Things I Won't Apologize for as a Sex Therapist
Things I Won't Apologize for as a Sex Therapist

Things I Won't Apologize for as a Sex Therapist

I've been practicing sex therapy for over a decade. In that time, I've had friends shift uncomfortably when I describe my work at dinner parties. I've watched colleagues flush with embarrassment at networking events. I've received raised eyebrows, unsolicited opinions, and the occasional "so… do you watch?" (No. Please.) But I've also watched people heal, reconnect, and finally feel at home in their own bodies. That's what I'm here for, and here's what I've stopped apologizing for along the way.

Using Anatomically Correct Language... Out Loud, Clearly, Without Flinching

Vulva. Penis. Clitoris. Arousal. Orgasm. Desire. I say these words the way a cardiologist says "aorta" because they're real, they matter, and dancing around them does my clients a disservice. Shame lives in euphemism. Healing happens in clarity.

When clients first hear me use direct language, some flinch. By the end of therapy, most find it freeing. That's the point. You can't heal what you can't name.
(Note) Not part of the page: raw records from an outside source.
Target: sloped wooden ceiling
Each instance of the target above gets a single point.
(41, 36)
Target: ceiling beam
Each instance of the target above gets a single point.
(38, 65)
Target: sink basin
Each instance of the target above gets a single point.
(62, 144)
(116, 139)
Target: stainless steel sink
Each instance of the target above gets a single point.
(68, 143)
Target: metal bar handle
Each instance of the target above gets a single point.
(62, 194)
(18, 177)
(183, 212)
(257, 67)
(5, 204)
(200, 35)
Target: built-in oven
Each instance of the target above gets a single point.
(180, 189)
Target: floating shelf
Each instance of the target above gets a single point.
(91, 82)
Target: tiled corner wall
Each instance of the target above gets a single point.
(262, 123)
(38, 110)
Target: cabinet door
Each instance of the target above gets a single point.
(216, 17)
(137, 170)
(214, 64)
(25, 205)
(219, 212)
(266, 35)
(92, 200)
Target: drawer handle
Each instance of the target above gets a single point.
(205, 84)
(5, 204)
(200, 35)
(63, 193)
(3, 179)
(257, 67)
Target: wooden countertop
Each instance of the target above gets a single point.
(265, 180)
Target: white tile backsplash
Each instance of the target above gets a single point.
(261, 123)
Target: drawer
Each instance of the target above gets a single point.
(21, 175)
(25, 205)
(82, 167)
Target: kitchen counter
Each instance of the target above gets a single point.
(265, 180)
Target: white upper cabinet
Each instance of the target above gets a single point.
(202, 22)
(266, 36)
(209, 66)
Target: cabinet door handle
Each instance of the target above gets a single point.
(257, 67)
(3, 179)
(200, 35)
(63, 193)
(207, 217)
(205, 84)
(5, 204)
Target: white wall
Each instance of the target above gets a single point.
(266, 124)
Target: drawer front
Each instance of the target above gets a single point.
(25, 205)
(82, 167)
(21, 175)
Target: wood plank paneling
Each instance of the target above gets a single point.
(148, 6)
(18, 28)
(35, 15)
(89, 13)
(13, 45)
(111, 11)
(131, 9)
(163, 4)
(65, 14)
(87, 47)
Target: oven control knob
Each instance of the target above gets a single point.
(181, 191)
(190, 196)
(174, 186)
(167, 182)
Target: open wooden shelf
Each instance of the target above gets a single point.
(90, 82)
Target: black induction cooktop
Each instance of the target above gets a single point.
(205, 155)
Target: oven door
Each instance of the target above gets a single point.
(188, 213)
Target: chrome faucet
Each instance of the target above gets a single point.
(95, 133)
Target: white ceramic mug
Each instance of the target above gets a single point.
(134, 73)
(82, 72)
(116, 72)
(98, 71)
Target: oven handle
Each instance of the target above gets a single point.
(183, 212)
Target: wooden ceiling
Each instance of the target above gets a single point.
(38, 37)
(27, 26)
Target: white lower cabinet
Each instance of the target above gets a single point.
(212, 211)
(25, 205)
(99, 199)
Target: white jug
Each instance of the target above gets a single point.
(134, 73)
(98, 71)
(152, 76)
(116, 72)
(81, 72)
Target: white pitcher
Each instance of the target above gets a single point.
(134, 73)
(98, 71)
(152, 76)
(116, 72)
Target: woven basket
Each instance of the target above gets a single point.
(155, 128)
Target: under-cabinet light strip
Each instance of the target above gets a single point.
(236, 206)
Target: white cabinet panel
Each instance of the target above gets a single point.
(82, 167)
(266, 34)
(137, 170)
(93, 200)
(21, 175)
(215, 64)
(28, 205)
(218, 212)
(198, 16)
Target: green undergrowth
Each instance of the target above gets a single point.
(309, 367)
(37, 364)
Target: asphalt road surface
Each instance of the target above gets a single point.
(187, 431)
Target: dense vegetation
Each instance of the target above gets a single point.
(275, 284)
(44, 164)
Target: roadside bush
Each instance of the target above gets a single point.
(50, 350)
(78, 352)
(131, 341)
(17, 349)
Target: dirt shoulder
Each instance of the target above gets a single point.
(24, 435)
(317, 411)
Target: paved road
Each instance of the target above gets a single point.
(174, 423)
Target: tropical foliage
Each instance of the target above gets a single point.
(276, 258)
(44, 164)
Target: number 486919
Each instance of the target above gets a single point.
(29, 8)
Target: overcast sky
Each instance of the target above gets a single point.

Telling You That Whatever You're Into Is Probably Fine

The vast majority of things people confess to me in hushed, mortified tones are completely within the range of normal human sexuality. The shame they carry about these things is often far more damaging than the things themselves.

My job is not to police your fantasy life. My job is to help you understand whether your desires are causing harm to yourself or others, and if they're not, to help you make peace with them. Pleasure is not a moral failing.

Shame lives in euphemism. Healing happens in clarity. You cannot heal what you cannot name, and you cannot name what you've been taught to whisper.

Pushing Back on the Idea That Good Sex Just "Happens Naturally"

We teach people to drive. We train surgeons for a decade. We take cooking classes and hire personal trainers. But when it comes to sex (one of the most emotionally complex, physically nuanced, relationally loaded experiences human beings have) we expect everyone to just figure it out instinctively.

Sexual communication, understanding your own body, navigating desire differences with a partner: these are skills. Learnable, teachable, improvable skills. Needing guidance doesn't mean you're broken. It means you're human.

Validating Low Desire as a Real, Treatable, Non-Shameful Experience

Our culture tells a story about sex drive as something that's either on or off and that "off" means something is wrong with you, your relationship, or your worth as a partner. That story causes enormous pain.

Low desire has physiological causes, relational causes, historical causes, hormonal causes, medication-related causes, and a hundred other roots. It is not a character flaw. It is not proof that you don't love your partner. And it is not inevitable. I won't let you spend one more minute apologizing for something that has a treatment plan.

Talking About Sex as a Legitimate Health Topic (Because It Is)

Sexual dysfunction is linked to depression, anxiety, cardiovascular disease, hormonal disorders, relationship dissolution, and reduced quality of life. The research is extensive. The impact is real.

I will not minimize this work to make people at cocktail parties more comfortable. Sexual wellbeing is health. Sexual distress is suffering. And treating it is medicine not something prurient, not something to snicker at, not something less valid than treating a sprained ankle.

Holding Space for Desire Without Judgment Even When It Surprises Me

In this room, people tell me things they've never said aloud. Things they've kept secret for twenty years. Things they were sure would make me recoil. My job in those moments isn't to react — it's to receive. To ask the next curious question. To help them understand themselves, not to evaluate them.

The most powerful thing I can offer is a non-anxious presence in the face of whatever someone brings. I've practiced that. I've earned it. I won't pretend I need to apologize for being good at it.

Recommending Pleasure As Part of the Treatment

"I want you to explore what feels good" is a clinical recommendation. Masturbation education is evidence-based. Sensate focus exercises are part of established therapeutic protocol. Pleasure is not the opposite of healing; sometimes it is the healing.

If that makes someone uncomfortable, I understand. But I'm not going to withhold effective treatment because sexuality makes people nervous. My clients deserve better than that.

Sex therapy is still, in some circles, treated as a fringe specialty... something edgy, something that isn't quite serious and comes with a snicker. I've spent years watching that attitude harm people who needed help and didn't seek it because they were too embarrassed to admit that this part of their life mattered.

It matters. You matter. Your body, your pleasure, your intimacy, your relationships — all of it matters. And I will keep showing up, saying the real words, and refusing to apologize for any of it.